If you output LLVM IR of your code, you can see the return pointer optimization being used in Foo::new(), as the function takes Foo* as its only argument, though the function name is mangled so it's a bit hard to find. If you look at the IR in release mode, you can see it writes directly to the return pointer. I recommend using #[inline(never)] on new to test this, otherwise you won't find new anywhere in the IR, it will be inlined into main (and probably intermixed with some nasty stuff from Foo::print(). I hate looking at formatting stuff in IR/assembly, it makes such a mess).

Unfortunately, the internal pointer you're using to observe the copies is still invalidated. This is because, for correctness, LLVM has to assume you wanted a pointer to Foo as it was as an on-stack temporary in Foo::new(). This forces it to create a copy. If you remove o.p = &o.val, it writes directly to the return pointer. That observer effect, it's a doozy.
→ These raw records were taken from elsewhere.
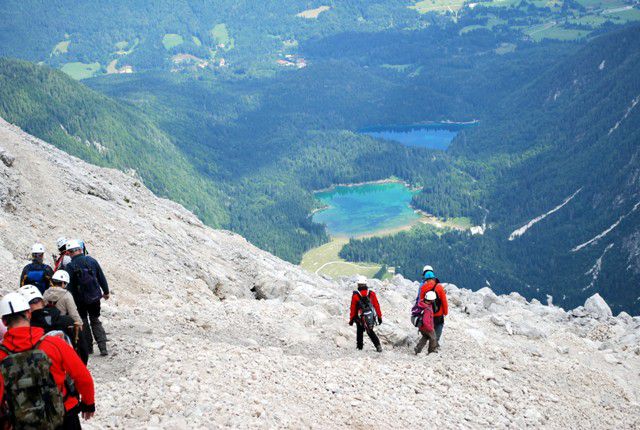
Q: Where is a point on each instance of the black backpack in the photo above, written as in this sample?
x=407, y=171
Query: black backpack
x=37, y=275
x=368, y=315
x=87, y=284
I use "rustc -O" it is not enough ? Also I make some discovery with "rustc --emit llvm-ir" and found if make a "simple" initialization on "direct" return like this:
pub fn new() -> Foo { Foo { ....} }
Compiler not allocate temporary object on the stack, but if code a bit more complex:
pub fn new() -> Foo {
let o = Foo { ....};
return o;
}

Compiler provide temporary object with memcpy:
%o = alloca %Foo
....
call void @llvm.memcpy.p0i8.p0i8.i64(i8* %11, i8* %10, i64 8216, i32 8, i1 false)